Make pathlib extensible

Most of the functions in the Windows file API first normalize a path into native NT form before making a system call such as NtCreateFile() or NtOpenFile(). Among other things, path normalization replaces forward slashes with backslashes. There are exceptions.

Of course, normalization is intentionally skipped for “\\?\” device paths. For example, r"\\?\C:\Windows/System32" is an invalid path because NTFS reserves forward slash as an invalid name character. Like all code in the the native NT API and system services, the NTFS filesystem only handles backslash as a path separator.

>>> os.stat(r'\\?\C:\Windows/System32')
Traceback (most recent call last):
  File "<stdin>", line 1, in <module>
OSError: [WinError 123] The filename, directory name, or volume label syntax is incorrect: '\\\\?\\C:\\Windows/System32'

None of the Path* API functions, such as PathCchSkipRoot(), handle forward slash as a path separator.
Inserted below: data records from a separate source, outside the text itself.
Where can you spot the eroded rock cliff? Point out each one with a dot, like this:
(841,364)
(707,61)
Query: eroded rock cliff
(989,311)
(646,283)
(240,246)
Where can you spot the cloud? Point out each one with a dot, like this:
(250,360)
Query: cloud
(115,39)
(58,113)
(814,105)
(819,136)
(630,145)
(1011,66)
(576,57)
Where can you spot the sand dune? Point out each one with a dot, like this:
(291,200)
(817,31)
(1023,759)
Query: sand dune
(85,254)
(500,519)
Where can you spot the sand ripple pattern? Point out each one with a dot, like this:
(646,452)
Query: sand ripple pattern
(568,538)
When creating a relative symbolic link, CreateSymbolicLinkW() (i.e. os.symlink()) does not replace forward slashes with backslashes in the target path. This creates a broken symlink since paths in the kernel only use backslash as a path separator.

>>> os.mkdir('spam')
>>> open('spam\\eggs', 'w').close()
>>> os.symlink('spam/eggs', 'eggslink')
>>> os.stat('eggslink')
Traceback (most recent call last):
  File "<stdin>", line 1, in <module>
OSError: [WinError 123] The filename, directory name, or volume label syntax is incorrect: 'eggslink'

There are several other functions in the Windows API that take file paths and fail to normalize forward slashes as backslashes, such as NeedCurrentDirectoryForExePathW().
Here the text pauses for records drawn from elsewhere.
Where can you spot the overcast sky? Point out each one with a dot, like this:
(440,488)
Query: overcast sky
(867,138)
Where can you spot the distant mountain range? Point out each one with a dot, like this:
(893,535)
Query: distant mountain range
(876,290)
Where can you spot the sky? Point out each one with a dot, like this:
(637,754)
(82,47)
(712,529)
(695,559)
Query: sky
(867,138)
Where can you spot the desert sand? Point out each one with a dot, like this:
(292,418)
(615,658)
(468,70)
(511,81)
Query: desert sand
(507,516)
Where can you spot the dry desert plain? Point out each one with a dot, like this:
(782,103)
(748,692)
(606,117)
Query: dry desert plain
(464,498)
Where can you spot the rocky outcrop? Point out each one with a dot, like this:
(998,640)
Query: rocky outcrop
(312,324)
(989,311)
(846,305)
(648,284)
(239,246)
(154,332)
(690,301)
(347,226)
It’s really a laundry list of exceptions to the rule. Better to just use the native path separator than to worry about what does and does not support forward slashes.

Also, when paths are parsed as command-line arguments, applications may fail to handle paths that use forward slashes. Notably, the CMD shell has this problem. For example:

>>> os.system('dir C:/Windows')
Parameter format not correct - "Windows".
3 Likes

What I’m saying is there normalization is not required.

The key thing is os.fspath() prevents you from accidentally calling str() on a non-path-like object like None.

The idea is that the string representation is like an encoding of a path just like some integer can be an encoding for a Unicode code point, and thus not something to directly think about if you’re using pathlib.

2 Likes

:sparkles: March 2023 progress report :sparkles:

Thank you to @AlexWaygood, @hauntsaninja and @steve.dower for reviewing and merging performance improvements to path construction. There’s one remaining PR to land on that issue, after which it can be resolved. I’ve logged an issue for optimizing PurePath.__fspath__() by returning an unnormalized path, and another for implementing os.path.splitroot() in C. I’m also looking at an issue with glob() performance.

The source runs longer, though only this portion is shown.